Malcolm McDowell had the original idea for O Lucky Man! He wanted to work again with director Lindsay Anderson after their success on the class war fantasy If… in 1968. McDowell had an idea for a film based around his own experiences working as a coffee salesman. In August 1970, twenty pages were written in collaboration with If… screenwriter David Sherwin. These were then shown to Anderson, who thought the story of a coffee salesman being mistaken for a spy “too mini and naturalistic.” Nevertheless, he encouraged McDowell and Sherwin to keep on working and get it away from “just being about selling coffee.” Anderson wanted something “epic” and suggested they read Heaven’s My Destination about a bible salesman, Franz Kafka’s Amerika, and Voltaire’s Candide.

On August 21st 1970, Sherwin was at McDowell’s flat talking ideas back-and-forth “trying to find the essence of [their twenty-page script] Coffee Man, trying to make it ‘epic’ for Lindsay,” as Sherwin noted in his diary.

McDowell recalled the Sales Director, Gloria Rowe, who he often talked to when training on the shop floor.

“I wasn’t really training—I was just walking around with a clipboard looking for something to do—she used to say to me, ‘Malcolm, you’ll either end up a duke or a dustman.’ And I’d always been told I was born with a silver spoon in my mouth. I always believed I would be lucky.”

Sherwin jumped up and said “That’s it!”
“What?” said McDowell.
“Luck—luck’s the essence. You’ve always believed you’ll be lucky.”
“Yes—luck—Lucky Man.”
“Lucky Man!” they yelled in unison.

Now they had a title and the essence of what they hoped would be their next film. They drove round to tell Anderson.

“We’ve got the title, Lindsay, Lucky Man.”
Anderson made the inside of his cheek pop with his forefinger—“an annoying habit” he had when considering the merit of something. He then said, “No.” And gave pause for full dramatic effect before adding it should be O Lucky Man, like [one of his earlier films], O Dreamland or even the stage show Oh! Calcutta.
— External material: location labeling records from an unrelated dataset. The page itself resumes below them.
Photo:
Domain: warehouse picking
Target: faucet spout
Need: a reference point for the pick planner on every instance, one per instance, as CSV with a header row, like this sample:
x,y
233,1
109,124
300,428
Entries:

The title should also have an exclamation mark—but where to put it?
“After the ‘O’?” ventured Sherwin.
‘No,” said Anderson, “At the end.”

Anderson always had the demeanor of one who knows best. The tetchy grown-up lecturing the kids. It was an artifice he used to hide his own insecurities, his lack of confidence, and to repress his sexuality. His personality became, as the actor Alan Bates noted, abrasive which irked critics and producers alike and eventually “lost him the opportunity to make more films.” Bates was similarly closeted about his own homosexuality—never acknowledging his gay lovers or admitting his sexual orientation. Anderson was born into a military family in Bangalore, India, in 1923. His parents separated and his father cut his family out of his life, an experience which made Anderson distrustful of sharing his emotions. After university and military service in the Second World War, Anderson had considered becoming an actor before focussing on a career as a film critic and then film and stage director. In 1956, he co-founded the Free Cinema movement with Karel Reisz, Tony Richardson and Lorenza Mazzetti. Their belief was that “no film could be too personal.” That the image was more important than sound and “a belief in freedom, in the importance of people and the significance of the everyday.”

Though Anderson spent more time working in theater, he still managed to make an impressive catalog of innovative and highly controversial films like O Dreamland, This Sporting Life, If…, O Lucky Man! and Britannia Hospital.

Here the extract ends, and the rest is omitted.